A new study published in the University of Technology’s Applied Economics has identified that financial and employment circumstances are increasingly impacting the number of sick days taken.
According to Dr Nancy Kong, a Senior Research Fellow at the UTS Centre for Health Economics Research and Evaluation, a distinct divide exists between casual or contract workers and permanent employees, whereby workers are less likely to take time off when jobs feel harder to replace.
The research, co-authored by Dr David Rowell from the University of Queensland and Professor Peter Zweifel of the University of Zurich, drew on a survey by the Household, Income and Labour Dynamics in Australia (HILDA), which analysed data from over 15,000 Australians between 2005 and 2016.
Even accounting for variability in occupation, job satisfaction, household circumstances, living arrangements, marital status, education, and residence, these findings do not indicate “that casual and fixed-term workers are healthier”, Dr Kong identified.
She said: “A more likely explanation is that taking time off is riskier when work is insecure. Non-permanent workers may have less access to paid sick leave. They may also worry that saying no to work, even when ill, could affect future hours or their chances of keeping their job.”
“For a permanent employee, staying home with influenza may be inconvenient, but for a casual worker, it may trigger financial stress.”
As would be unfortunately expected, trends also show that economic insecurity translates to less sick leave taken. The study found that when local unemployment rates rise by 5 percentage points, sick leave drops.
In the same vein, Dr Kong identified that job security plays a significant factor, whereby many in such circumstances “worry that being absent could make them seem less reliable or increase the risk of losing work”.
Compensation also proved a factor, albeit a more nuanced one. While higher wages alone didn’t directly correlate to leave behaviour, within workers with poorer health, higher wages were associated with more sick leave taken, confirming that certain workplaces and entitlements “mean they are supported to take time off when they are unwell without fear of a potential financial penalty”.
However, gender proved to be the most prominent factor.

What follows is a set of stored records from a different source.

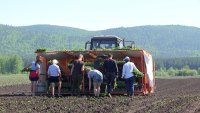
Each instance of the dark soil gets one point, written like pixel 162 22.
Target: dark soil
pixel 171 96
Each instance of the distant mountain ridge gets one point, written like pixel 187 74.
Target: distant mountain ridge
pixel 160 41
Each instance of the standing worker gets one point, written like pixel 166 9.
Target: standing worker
pixel 127 74
pixel 97 77
pixel 54 75
pixel 34 73
pixel 111 71
pixel 77 74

According to the findings, men average about half a day less of taken sick leave than women with similar health and employment circumstances per year, translating to a 23 per cent difference.

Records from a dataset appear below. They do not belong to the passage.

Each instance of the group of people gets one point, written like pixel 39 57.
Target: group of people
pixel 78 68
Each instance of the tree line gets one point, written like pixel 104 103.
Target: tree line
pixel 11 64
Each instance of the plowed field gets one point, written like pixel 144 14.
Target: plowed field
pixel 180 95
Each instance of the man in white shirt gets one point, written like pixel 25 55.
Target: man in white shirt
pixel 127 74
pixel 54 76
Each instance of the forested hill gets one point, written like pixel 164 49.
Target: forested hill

This, Dr Kong said, “may reflect differences in health needs, caring responsibilities or how likely people are to see medical care … but it also points to workplace cultures and gender expectations about ‘toughness’, reliability and working through illness”.
The findings reveal the importance of recognising that sick leave rates are not, on their own, a reflection of physical health, and that employers should not consider low sick leave rates as a workplace success without considering relevant factors, such as culture.
“Employers and policymakers often focus on reducing absence, but workers who attend while unwell may recover more slowly, spread infection to colleagues, and be less productive,” Dr Kong said.
In this vein, employers need to consider the importance of reducing stigma around sick leave.
Dr Kong said: “Employers can help by creating a culture where taking legitimate sick leave is clearly supported: managers should model this behaviour, policies should be simple and non-punitive, and performance measures should not reward low absence without considering presenteeism.”
“For workers in more insecure roles, practical measures such as reliable rostering, clear reassurance that illness will not unfairly affect future opportunities, and income support or paid sick-leave arrangements where feasible can reduce the pressure to work when unwell.”